This message goes out not so much to the customers seeking hydrophilic coatings (although they will benefit from reading this), but more to the companies that make them poorly and market them as something otherwise.  This is not a direct accusation aimed at any company in particular, but guilty parties will know who they are.  This is me calling you out.

Here is my beef:  I see it commonly.  A hydrophilic coatings company will “whip up” a coating and put it on the market.  Putting it on the market is not a problem.  “Whipping it up” is, especially when the company goes on to make all kinds of ridiculous marketing claims about it, many of them patently false or unproven.  I wish the Federal Trade Commission (FTC) would take a look at some of these claims, honestly.  As a generic example, “XXXX is the most lubricious coating available.” or “XXX enhances the design features of any device.”  These sorts of claims often come from companies that never show testing data beyond 10 cycles.  Anyone can do that.  Essentially, these claims are made without any meaningful data to back them up.

This is just one example.  Others exist.  Another example is when companies take a hydrophilic coating, dump an antimicrobial into it and mix it together and just because it mixes successfully the company touts the coating as an “antimicrobial hydrophilic coating”.

So, why do I have a problem with these practices?  Two reasons:  a client can really hose itself by going to one of these companies and then finding the coating is completely untested and probably never would have worked in its application.  Time is wasted.  Second, it ruins it for the other hydrophilic coatings companies that do the right thing and put their coatings through extensive verification testing BEFORE putting them on the market.  Coatings that are done right have a better chance of success because their vendors are more knowledgeable of how they will perform under certain applications.

Now let me get specific.  In my opinion, for a coating to be released to market for use in medical devices, the vendor must have some idea that it will work in at least some intended applications, and most medical applications have certain things in common like shelf-life determination and sterilization.  That means certain tests need to be conducted on the coating before trying to  release it to market:

1)  Lubricity and durability baseline – What is the coefficient of friction and how many cycles can the coating withstand initially after applying to a surface?  Sure, you can show 10 cycles with a tiny normal force, but know that the best coatings out there can bury you if you do that.

2)  Lubricity and durability after sterilization – If you are going to say your coating is sterilizable, then you darn well better actually sterilize it and see if it is.  For every method you claim, you need to do a test for it:  Gamma-irradiation, Ethylene Oxide, Autoclaving, Other, etc.  How much lubricity/durability does it lose?

3) Lubricity and durability after Aging AND Sterilization – It’s nice if your coating can be sterilized every which way, but what happens if you sterilize it and then stick it on a shelf for three years?  Will it function after that?

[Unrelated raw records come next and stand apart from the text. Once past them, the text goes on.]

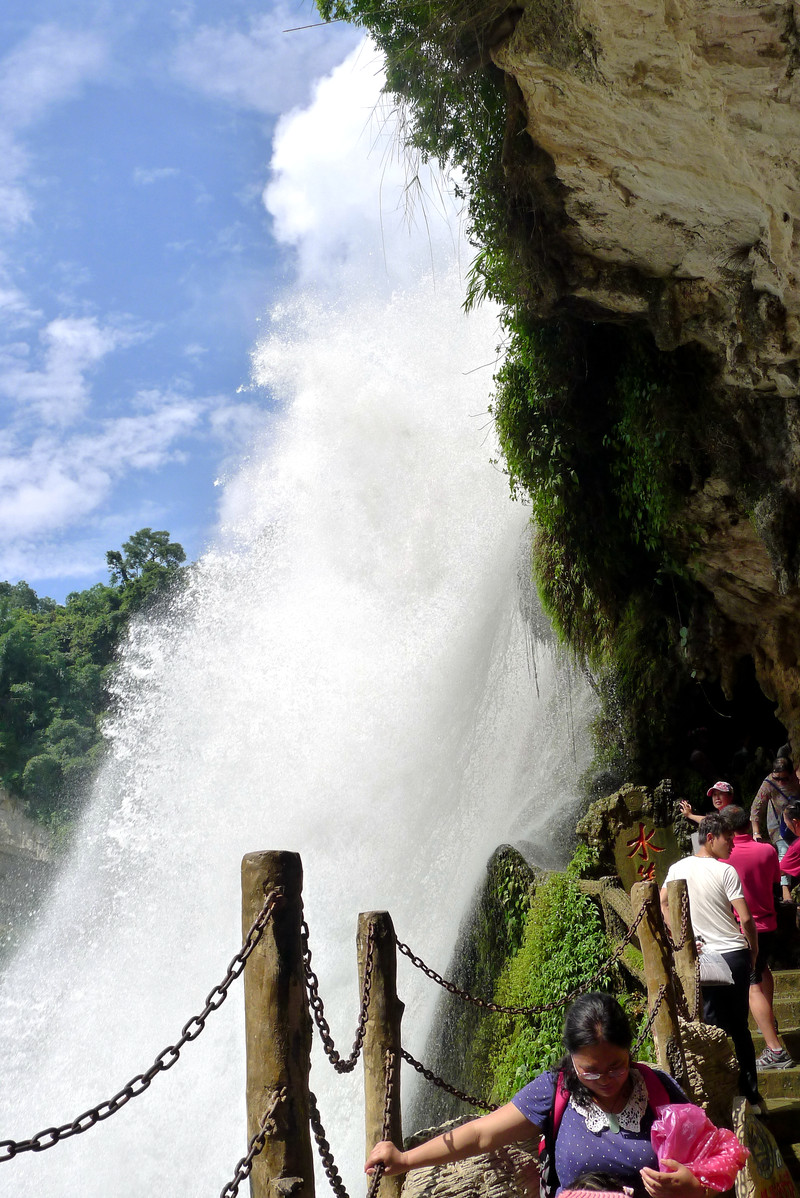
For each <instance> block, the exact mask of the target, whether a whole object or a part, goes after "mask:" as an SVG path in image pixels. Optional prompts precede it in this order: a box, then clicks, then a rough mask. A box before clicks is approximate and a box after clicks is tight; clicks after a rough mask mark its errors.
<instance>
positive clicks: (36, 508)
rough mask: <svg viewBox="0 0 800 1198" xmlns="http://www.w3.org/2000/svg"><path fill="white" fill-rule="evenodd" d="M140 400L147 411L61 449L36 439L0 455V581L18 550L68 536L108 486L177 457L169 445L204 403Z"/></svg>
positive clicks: (99, 504) (117, 419) (106, 427)
mask: <svg viewBox="0 0 800 1198" xmlns="http://www.w3.org/2000/svg"><path fill="white" fill-rule="evenodd" d="M160 400H162V403H160V406H159V407H154V406H153V397H152V395H150V397H147V401H146V406H147V407H149V409H150V410H149V411H146V412H144V413H140V415H135V416H123V417H119V418H117V419H114V420H107V422H104V423H103V424H102V425H101V426H99V428H98V429H97V430H96V431H92V432H84V434H79V435H75V436H72V437H68V438H66V440H63V441H59V440H56V438H55V437H53V436H49V435H40V436H37V437H36V438H35V440H34V441H32V443H30V444H28V446H26V447H23V446H22V444H20V443H17V444H12V443H8V442H7V441H6V443H5V446H2V447H1V448H0V540H1V541H2V543H4V550H2V556H0V573H2V570H4V569H5V570H6V571H7V570H8V567H7V564H6V562H7V557H8V555H13V557H14V559H17V558H18V557H19V552H20V544H24V543H29V541H31V540H32V539H38V538H42V537H47V536H49V534H51V533H53V532H55V531H59V530H63V528H68V527H69V526H72V525H75V524H77V522H78V521H81V520H85V519H86V518H87V516H90V515H91V514H92V513H96V512H97V510H98V509H99V508H101V506H102V504H103V503H104V502H105V500H107V498H108V496H109V494H110V491H111V488H113V486H114V484H115V483H116V482H117V480H119V479H121V478H122V477H123V476H126V474H128V473H131V472H132V471H141V470H157V468H159V467H160V466H163V465H164V464H165V462H168V461H170V460H175V459H176V456H180V450H178V448H177V443H178V442H180V440H181V438H183V437H186V436H187V435H188V434H190V432H192V431H194V430H195V429H196V426H198V423H199V420H200V418H201V415H202V407H204V403H202V401H199V400H187V399H184V398H182V397H175V395H170V394H166V395H162V397H160Z"/></svg>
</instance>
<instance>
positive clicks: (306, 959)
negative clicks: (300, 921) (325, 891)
mask: <svg viewBox="0 0 800 1198" xmlns="http://www.w3.org/2000/svg"><path fill="white" fill-rule="evenodd" d="M308 938H309V930H308V924H307V922H305V920H303V924H302V926H301V939H302V945H303V974H304V978H305V992H307V994H308V1002H309V1006H310V1008H311V1011H313V1014H314V1018H315V1021H316V1025H317V1028H319V1029H320V1039H321V1040H322V1047H323V1048H325V1053H326V1057H327V1058H328V1060H329V1061H331V1064H332V1065H333V1067H334V1069H335V1071H337V1072H338V1073H350V1072H351V1070H353V1069H354V1067H356V1063H357V1061H358V1057H359V1054H360V1051H362V1046H363V1043H364V1033H365V1030H366V1018H368V1012H369V996H370V990H371V986H372V968H374V956H375V927H374V925H372V924H370V925H369V934H368V938H366V960H365V962H364V986H363V990H362V1002H360V1009H359V1011H358V1025H357V1028H356V1039H354V1040H353V1047H352V1051H351V1053H350V1057H347V1059H346V1060H343V1059H341V1054H340V1053H339V1052H338V1051H337V1047H335V1045H334V1042H333V1036H332V1035H331V1025H329V1023H328V1021H327V1019H326V1017H325V1004H323V1002H322V998H321V996H320V979H319V978H317V976H316V974H315V973H314V970H313V969H311V950H310V948H309V943H308Z"/></svg>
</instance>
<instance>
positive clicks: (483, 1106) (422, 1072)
mask: <svg viewBox="0 0 800 1198" xmlns="http://www.w3.org/2000/svg"><path fill="white" fill-rule="evenodd" d="M402 1059H404V1060H405V1061H407V1063H408V1064H410V1065H411V1067H412V1069H416V1070H417V1072H418V1073H422V1076H423V1077H424V1078H425V1081H428V1082H432V1083H434V1085H438V1088H440V1090H447V1093H448V1094H451V1095H453V1097H454V1099H461V1101H462V1102H468V1103H469V1106H471V1107H478V1109H479V1111H497V1109H498V1106H497V1103H496V1102H486V1100H485V1099H475V1097H474V1096H473V1095H472V1094H465V1093H463V1090H456V1088H455V1087H454V1085H449V1084H448V1082H444V1081H443V1079H442V1078H441V1077H437V1076H436V1073H434V1072H431V1070H430V1069H425V1066H424V1065H420V1064H419V1061H418V1060H416V1059H414V1058H413V1057H412V1055H411V1053H410V1052H406V1049H405V1048H404V1049H402Z"/></svg>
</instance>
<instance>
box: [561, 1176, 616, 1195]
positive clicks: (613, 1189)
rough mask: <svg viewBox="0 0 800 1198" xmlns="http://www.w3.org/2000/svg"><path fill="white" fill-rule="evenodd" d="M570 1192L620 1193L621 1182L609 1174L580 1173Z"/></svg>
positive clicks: (573, 1183)
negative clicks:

These are just some items to look at.  Other things could include a knowledge of what substrates work best with the coating, an Arrhenius Plot of degradation at different temperatures, a study of the coating solution aging characteristics, and more.  That is what it means to know a little about a coating, but barely scratches the surface.

Antimicrobial coatings have it worse.  Probably 90% of the antimicrobial hydrophilic coatings out there are untested.  Their creators just mixed them up and got them to mix successfully and put them right out into the field.  If I were a buyer, I’d be scared.  What is the release profile of the antimicrobial from the coating?  What is the primary method by which it kills?  What organisms does it target?  For how many days does it release?  Most importantly, does the addition of the antimicrobial affect any of the other four things I talked about above: lubricity, durability, sterilizability, and aging of the coating?  What happens if you store the coating solution containing the antimicrobial?  Remember, the “product” sold by the hydrophilic coating company is usually a bottle of liquid coating solution, not a dry coating on a finished device.  Has the hydrophilic coating company done sufficient shipping tests, aging, and pot life characterization of its product?  The answer for most of these companies is a resounding “NO”, and that is why I am not pleased, on one hand.

On the other hand, the companies that are doing this right, but taking a little longer to get to market, will have a business 5 years from now.